Reuters reports that "President Barack Obama's Defense Department plans to create 20,000 new jobs."
Will those 20,000 new people build infrastructure in Afghanistan or Iraq? No.
Will they offload some of the logistics, training or personnel tasks of our armed forces? No.
What will they do? "Manage a revamp of the way the United States buys billions of dollars of weapons each year."
By my arithmetic, 20,000 employees cost, in round numbers, $2 billion or more per year. (If they hire only 19,000 instead, Obama's savings target of $100 million could be achieved in the first year alone.)
I worked at McDonnell Douglas in the 1980's, when it had about 30,000 employees in St. Louis. Here's what 30,000 or so people could do.
- Produce the F/A-18 Hornet for the US Navy.
- Produce the F-15 Eagle for the US Air Force.
- Produce the AV-8 Harrier for the US Marines.
- Produce the Harpoon and Tomahawk missiles.
- Research and develop the next USAF fighter.
- Research and develop the next USN fighter.
- Research, develop and produce a host of related technology products, from laser communications to CAD/CAM software packages.

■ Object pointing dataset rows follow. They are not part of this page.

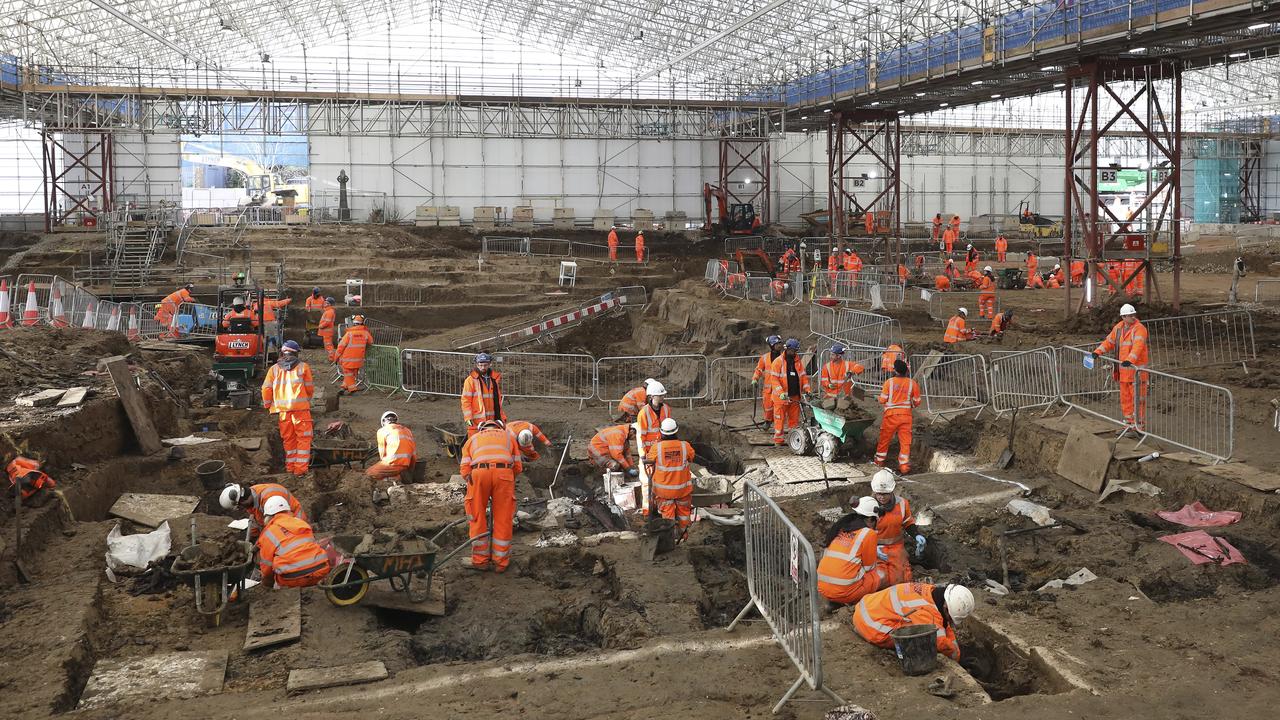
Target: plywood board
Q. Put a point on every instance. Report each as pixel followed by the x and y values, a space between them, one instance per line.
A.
pixel 316 678
pixel 1246 475
pixel 274 618
pixel 151 510
pixel 1086 459
pixel 172 675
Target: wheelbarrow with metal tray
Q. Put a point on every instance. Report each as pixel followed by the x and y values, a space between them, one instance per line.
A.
pixel 827 433
pixel 410 559
pixel 214 587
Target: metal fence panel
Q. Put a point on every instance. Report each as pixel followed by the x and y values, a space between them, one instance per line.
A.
pixel 1182 411
pixel 782 580
pixel 684 376
pixel 1194 341
pixel 951 383
pixel 1023 379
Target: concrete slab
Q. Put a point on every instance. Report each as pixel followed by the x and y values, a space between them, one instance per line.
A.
pixel 151 510
pixel 316 678
pixel 274 618
pixel 172 675
pixel 1086 459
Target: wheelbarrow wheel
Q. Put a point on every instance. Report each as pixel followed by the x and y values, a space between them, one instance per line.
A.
pixel 347 595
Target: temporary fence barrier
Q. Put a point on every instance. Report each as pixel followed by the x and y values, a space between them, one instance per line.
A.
pixel 1208 338
pixel 1182 411
pixel 782 582
pixel 951 384
pixel 684 376
pixel 945 305
pixel 1024 379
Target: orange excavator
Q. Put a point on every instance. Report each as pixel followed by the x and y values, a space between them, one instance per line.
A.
pixel 737 218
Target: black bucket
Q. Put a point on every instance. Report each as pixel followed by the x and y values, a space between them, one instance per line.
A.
pixel 917 648
pixel 211 474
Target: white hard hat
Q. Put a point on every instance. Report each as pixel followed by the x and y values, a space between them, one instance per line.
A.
pixel 229 497
pixel 883 482
pixel 959 601
pixel 865 506
pixel 275 504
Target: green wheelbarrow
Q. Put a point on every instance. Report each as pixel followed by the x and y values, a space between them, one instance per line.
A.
pixel 827 434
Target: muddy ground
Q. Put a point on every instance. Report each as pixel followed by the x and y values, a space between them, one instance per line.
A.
pixel 625 637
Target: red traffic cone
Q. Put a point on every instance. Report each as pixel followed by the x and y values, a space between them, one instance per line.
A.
pixel 31 313
pixel 56 315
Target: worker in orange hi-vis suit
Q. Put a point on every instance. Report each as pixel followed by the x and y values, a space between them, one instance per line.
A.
pixel 850 566
pixel 899 396
pixel 956 331
pixel 287 392
pixel 987 294
pixel 1129 340
pixel 526 433
pixel 667 463
pixel 351 354
pixel 762 372
pixel 877 615
pixel 790 384
pixel 895 525
pixel 481 395
pixel 836 379
pixel 490 461
pixel 397 451
pixel 168 308
pixel 631 402
pixel 328 327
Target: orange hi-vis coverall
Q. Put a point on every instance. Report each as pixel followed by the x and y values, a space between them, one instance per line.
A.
pixel 351 355
pixel 905 604
pixel 899 397
pixel 1130 345
pixel 631 402
pixel 528 451
pixel 263 492
pixel 287 392
pixel 790 383
pixel 672 482
pixel 650 423
pixel 986 297
pixel 490 461
pixel 837 377
pixel 325 329
pixel 762 370
pixel 397 452
pixel 888 531
pixel 288 554
pixel 849 568
pixel 481 399
pixel 608 449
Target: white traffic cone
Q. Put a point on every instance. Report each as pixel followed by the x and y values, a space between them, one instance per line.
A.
pixel 31 313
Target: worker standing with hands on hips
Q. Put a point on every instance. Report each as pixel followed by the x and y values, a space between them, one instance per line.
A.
pixel 790 384
pixel 667 463
pixel 895 524
pixel 1129 340
pixel 490 461
pixel 481 395
pixel 850 566
pixel 900 396
pixel 287 392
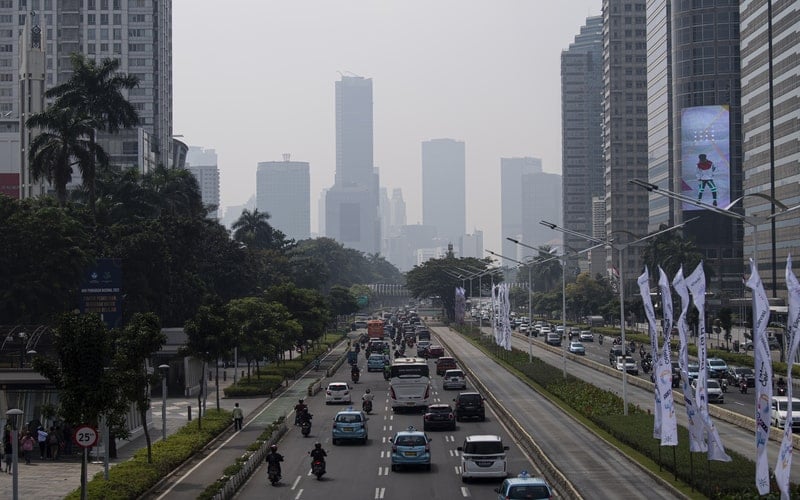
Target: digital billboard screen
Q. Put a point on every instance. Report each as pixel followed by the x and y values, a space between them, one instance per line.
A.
pixel 705 155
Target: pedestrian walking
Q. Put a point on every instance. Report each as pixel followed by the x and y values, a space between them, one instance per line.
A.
pixel 41 438
pixel 238 417
pixel 28 444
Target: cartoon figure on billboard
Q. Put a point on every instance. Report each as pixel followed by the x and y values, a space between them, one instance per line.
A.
pixel 705 177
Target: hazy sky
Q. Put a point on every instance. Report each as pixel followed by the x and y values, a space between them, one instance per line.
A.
pixel 254 79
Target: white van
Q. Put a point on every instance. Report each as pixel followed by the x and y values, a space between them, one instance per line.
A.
pixel 778 407
pixel 483 456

And I'm sure I forgot some things. These people didn't just "manage" those programs; they designed, built, tested, delivered and supported those things. Those things had to work. And when they were needed, they did.
Now this might be news to some of you, but the Pentagon already has employees who manage defense acquisition. In 2003, the DoD had 636,000 civilian employees. Obama wants to add 20,000 to that.
So what will they do exactly? If the answer is "manage" the way the US buys weapons, we already had people to do that, probably a good chunk of that 636,000. So what will these new 20,000 people do?
And here's a tip. If you think changing some contracts from cost-plus to fixed-cost, or from multi-year to annual, that's already been thought of and tried. Every type of contract and incentive you can think of has been tried. Some are better in some cases, some better in others. Many good minds have been thinking and doing a lot about this issue for years. There are no magic bullets to saving lots of money in defense acquisition with no loss of quality or quantity.
Adding 20,000 new managers for this age-old issue will have one primary effect: increasing the demand for larger meeting rooms.